Она обняла его голову и крепко прижала к сердцу.
Вскоре у постели больной появился Тугендхольд. Карсавина пожаловалась ему на дурной вкус Елисея.
— Религия здесь ни при чем, — сказал Яков Александрович. — Возьмем иконы гениального Андрея Рублева. Почему они доставляют нам эстетическое наслаждения?
— Нам?
— Да, нам. Я, например, убежденный атеист, но когда я вхожу в мир Андрея Рублева, я становлюсь чище, лучше, мне хочется делать хорошее: все для людей, ничего для себя.
— Я Рублева знаю только по репродукциям, — неопределенно ответил Леська.
— Рублев, несомненно, человек глубоко верующий. Но вера его в бога это прежде всего вера в добро. Она достигла в нем такого напряжения, что действует на нас до сих пор и совершенно затмевает поповскую идею триипостасного божества и прочей нелепицы. От икон Рублева нам остается только легенда, и мы представляем себе Евангелие таким, каково оно и есть на самом деле: шедевром изящной литературы, как «Слово о полку Игореве» или «Калевала». Таковы же, если вдуматься, стихи Александра Блока.

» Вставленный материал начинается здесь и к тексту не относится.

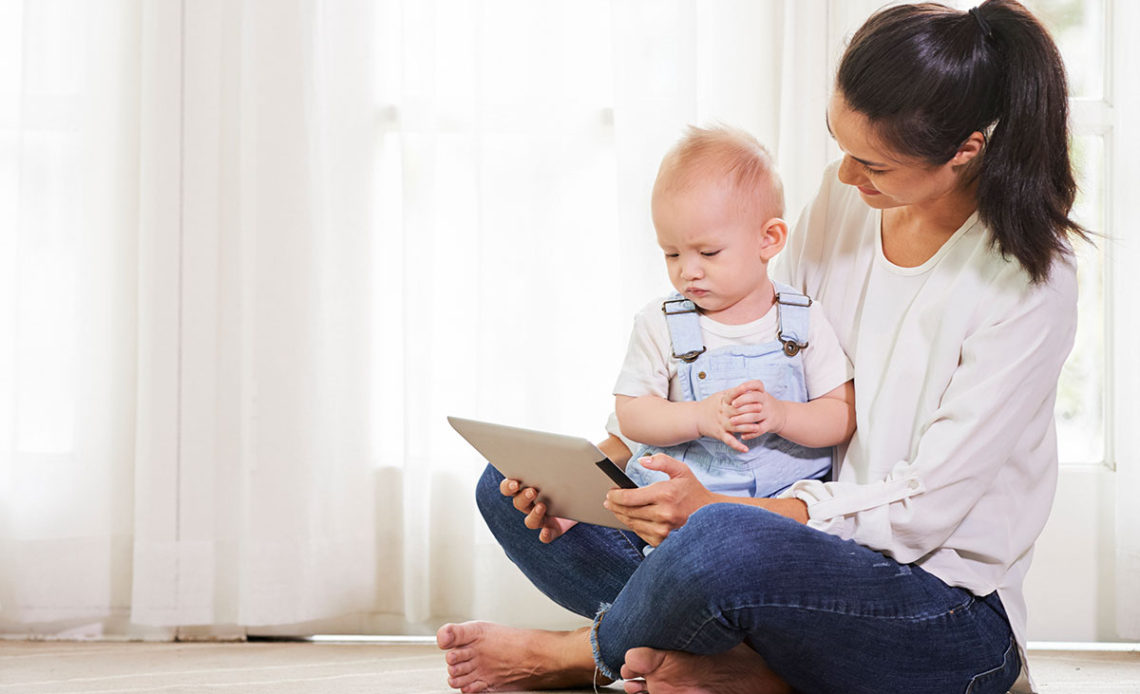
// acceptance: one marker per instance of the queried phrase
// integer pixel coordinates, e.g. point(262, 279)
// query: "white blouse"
point(953, 464)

— Не повторяйте имя Блока нашего всуе! — сказала, улыбаясь, Карсавина. — Этот юноша очень ревнует меня к нему.
— Вот как! И он имеет на это право?
— Все права во всех смыслах, — твердо ответила Алла Ярославна.
— Завидую! — воскликнул Тугендхольд. — Завидую от всего сердца.
И тут же начал прощаться.
— Надеюсь, вы еще заглянете ко мне?
— Может ли художник пройти мимо златокудрых венецианок Тициана?
Когда Елисей навестил Тугендхольда, Яков Александрович принял его сухо. Не то чтобы он влюбился в Ярославну и ревновал ее к Леське, но ему было неприятно, что такая во всех отношениях блестящая женщина приблизила к себе такого заурядного парня.
— Не нужен ли вам натурщик, Яков Александрович?
— Вы имеете в виду себя?
— Да.
— У меня уже есть натура: это Карсавина. Я думаю писать Леду, к которой в виде лебедя слетает Зевс.
— Кажется, такой сюжет уже кем-то использован...
— Не кем-то, а целым рядом великих мастеров: Леонардо да Винчи, Корреджо, Веронезе, Тинторетто.
— Вы хотите с ними состязаться? — вежливо, но упавшим голосом спросил Леська.
— Ничуть. Все, что я рисую или пишу, я делаю только для того, чтобы глубже понимать искусство живописи.
Елисей вышел из отеля и увидел у парадных дверей бричку, запряженную двумя серыми в яблоках. Кони показались ему знакомыми. Возница сидел, свесив ноги на улицу, и очарованно всматривался в пляж.
— Пантюшка!
— А! Елисей!
— Кого привез?
— Барышню Гунду.
Елисей подозрительно взглянул на Пантюшку и, не прощаясь, взбежал на второй этаж. Действительно, Гунда была у Карсавиной.
— Лесик! Эта девочка утверждает, будто ты ее жених.
— Я? Жених?
— Да, — сказала Гунда. —Ты обещал ждать меня два года, а когда мне исполнится семнадцать лет, мы поженимся.